The last half of the summer of '61 was a time of loss and loneliness, grief and boredom. I was facing a future made even more uncertain than futures usually are by the summer's losses and disruptions.
Yet, strangely enough, my memories of this time aren't unhappy. Without friends or familiar places, I spent most days by myself, reading and listening to music — Dostoyevsky and John O'Hara, Rachmaninoff and Brahms and Gershwin, and Andy Williams singing "Lonely Street." I took long evening walks, exploring my new town. Walking along the airport road one night, I saw the runway lights come on and then a small plane come spluttering down out of the dark sky to a safe landing. Whenever I turned off the mower after mowing the lawn, those comedians, my parents, would applaud from the dining room window, and I would bow.

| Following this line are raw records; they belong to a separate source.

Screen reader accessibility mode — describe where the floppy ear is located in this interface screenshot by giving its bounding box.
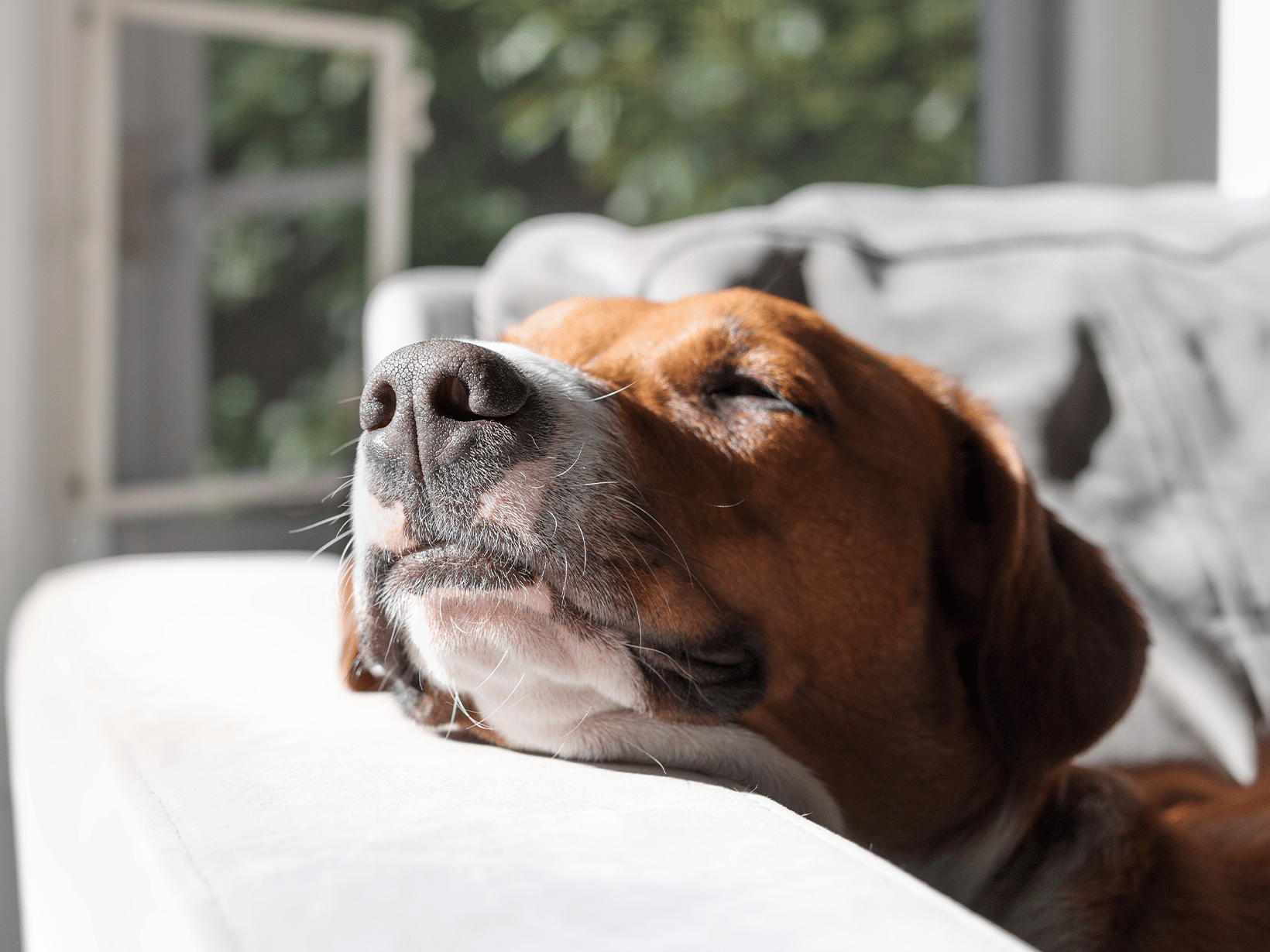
[339,559,385,690]
[941,391,1147,778]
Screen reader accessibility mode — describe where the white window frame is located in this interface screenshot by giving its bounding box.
[77,0,432,520]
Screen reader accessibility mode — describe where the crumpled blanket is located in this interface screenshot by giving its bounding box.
[476,184,1270,782]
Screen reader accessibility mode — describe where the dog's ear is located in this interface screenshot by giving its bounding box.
[936,389,1147,779]
[339,559,385,690]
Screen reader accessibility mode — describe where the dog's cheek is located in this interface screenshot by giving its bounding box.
[476,460,554,539]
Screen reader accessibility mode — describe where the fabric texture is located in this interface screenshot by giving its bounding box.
[476,184,1270,782]
[9,555,1025,952]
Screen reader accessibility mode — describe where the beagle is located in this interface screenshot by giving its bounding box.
[343,288,1270,952]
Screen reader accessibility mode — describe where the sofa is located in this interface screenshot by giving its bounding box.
[9,185,1270,952]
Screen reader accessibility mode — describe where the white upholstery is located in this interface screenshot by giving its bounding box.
[9,555,1022,952]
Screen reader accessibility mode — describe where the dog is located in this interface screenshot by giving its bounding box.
[343,288,1270,952]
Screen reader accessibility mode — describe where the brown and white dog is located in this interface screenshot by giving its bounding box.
[344,289,1270,952]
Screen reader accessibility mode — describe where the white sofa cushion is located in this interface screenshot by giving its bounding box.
[9,555,1024,952]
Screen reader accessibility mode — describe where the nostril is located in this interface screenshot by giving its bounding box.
[358,381,396,430]
[432,377,480,421]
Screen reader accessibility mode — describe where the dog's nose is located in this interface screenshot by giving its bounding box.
[359,341,532,470]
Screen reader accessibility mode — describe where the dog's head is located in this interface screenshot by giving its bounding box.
[348,289,1145,854]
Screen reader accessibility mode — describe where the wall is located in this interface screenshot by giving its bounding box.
[0,0,48,952]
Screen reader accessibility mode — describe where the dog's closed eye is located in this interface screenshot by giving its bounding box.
[704,373,808,416]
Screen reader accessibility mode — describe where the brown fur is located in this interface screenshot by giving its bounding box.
[344,289,1270,952]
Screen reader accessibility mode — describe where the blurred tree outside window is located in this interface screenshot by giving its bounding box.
[204,0,976,472]
[203,39,371,474]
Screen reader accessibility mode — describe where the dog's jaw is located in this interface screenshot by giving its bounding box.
[352,344,845,833]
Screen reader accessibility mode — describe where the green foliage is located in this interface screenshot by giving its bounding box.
[195,0,976,471]
[471,0,974,224]
[202,40,369,474]
[252,0,976,257]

To ease my boredom, my father got me a one-week job with a feed dealer in a nearby town, helping to build an automated chicken-feeding operation. I learned how to pour cement and make exact measurements, and earned a dollar an hour, the highest wage of my life. I remember the kindness of the dealer's family during the week that I stayed with them; his wife made pancakes, my favorite, on my last morning at their house. The day before I left for college, I went with my family to Pilot Knob State Park, where, from the observation tower, I saw a far green landscape and hundreds of monarch butterflies fluttering toward the southwest.

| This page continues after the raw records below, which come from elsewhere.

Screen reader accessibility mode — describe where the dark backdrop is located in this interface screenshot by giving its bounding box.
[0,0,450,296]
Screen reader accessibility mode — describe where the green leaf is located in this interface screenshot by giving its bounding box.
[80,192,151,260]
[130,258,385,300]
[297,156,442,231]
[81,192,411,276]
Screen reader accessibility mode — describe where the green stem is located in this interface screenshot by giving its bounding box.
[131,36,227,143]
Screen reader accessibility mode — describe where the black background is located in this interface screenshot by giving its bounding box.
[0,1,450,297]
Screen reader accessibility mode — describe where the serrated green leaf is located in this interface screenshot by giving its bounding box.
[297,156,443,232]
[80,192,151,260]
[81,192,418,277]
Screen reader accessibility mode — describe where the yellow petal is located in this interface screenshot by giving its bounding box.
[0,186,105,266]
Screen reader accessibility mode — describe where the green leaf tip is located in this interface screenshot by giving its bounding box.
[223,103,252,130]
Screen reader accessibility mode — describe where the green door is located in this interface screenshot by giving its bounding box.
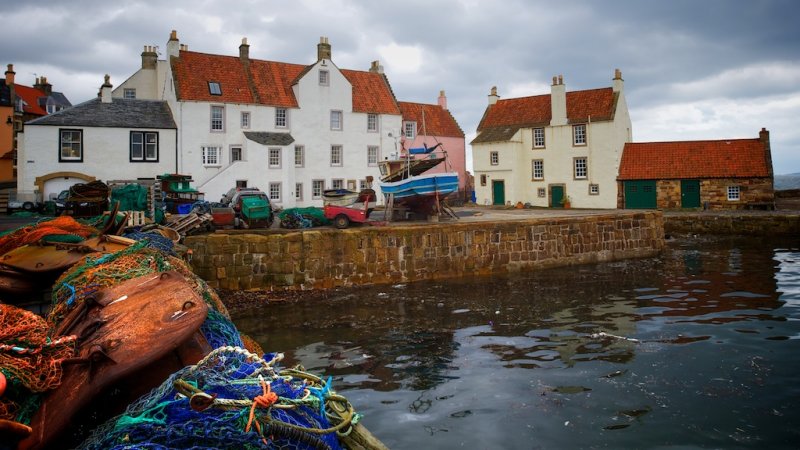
[681,180,700,208]
[550,186,564,208]
[492,180,506,205]
[625,180,657,209]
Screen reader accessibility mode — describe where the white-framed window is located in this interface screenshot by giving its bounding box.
[331,145,342,167]
[574,158,588,179]
[331,111,342,131]
[203,145,220,166]
[275,108,289,128]
[311,180,325,199]
[367,145,378,166]
[728,186,742,202]
[572,123,586,145]
[58,129,83,162]
[294,145,306,167]
[269,147,281,169]
[269,182,281,202]
[403,122,417,139]
[533,128,544,148]
[367,114,378,133]
[532,159,544,180]
[231,145,244,162]
[130,131,158,162]
[211,105,225,131]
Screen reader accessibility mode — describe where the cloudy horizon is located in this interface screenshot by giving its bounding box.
[0,0,800,174]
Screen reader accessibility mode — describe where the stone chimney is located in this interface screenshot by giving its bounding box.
[167,30,183,58]
[550,75,567,127]
[758,128,774,176]
[142,45,158,70]
[489,86,500,106]
[613,69,625,92]
[317,36,331,61]
[369,60,383,73]
[439,89,447,111]
[239,38,250,62]
[33,77,53,97]
[6,64,17,86]
[100,74,113,103]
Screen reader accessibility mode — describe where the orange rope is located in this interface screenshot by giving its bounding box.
[244,378,278,445]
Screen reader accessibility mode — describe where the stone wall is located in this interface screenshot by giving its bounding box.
[185,211,664,290]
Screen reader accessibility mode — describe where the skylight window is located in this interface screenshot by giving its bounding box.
[208,81,222,95]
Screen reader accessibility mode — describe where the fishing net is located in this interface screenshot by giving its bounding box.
[278,206,331,229]
[0,304,75,423]
[81,347,359,450]
[0,216,98,255]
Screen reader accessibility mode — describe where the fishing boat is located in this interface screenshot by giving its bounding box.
[379,144,458,213]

I remember this sad time in my life knowing that the future actually turned out well: I found a home away from home at college, made several lifelong friends, met the young woman who would become my wife and the mother of my children, discovered my vocation. I even put down roots and found another lifelong friend in my family's new town in the course of two memorable summers working for the city paving crew.
Yet even in the summer of '61, not knowing this future, I was hopeful, moving on, exploring this new life, learning to live with loss, my new experiences all the brighter by contrast with the constant, slowly receding grief and loneliness that I felt. I was learning, without yet being able to express it, that loss is an inevitable part of life, that, sooner or later, we lose whatever we love, a person, a town, a time in our lives.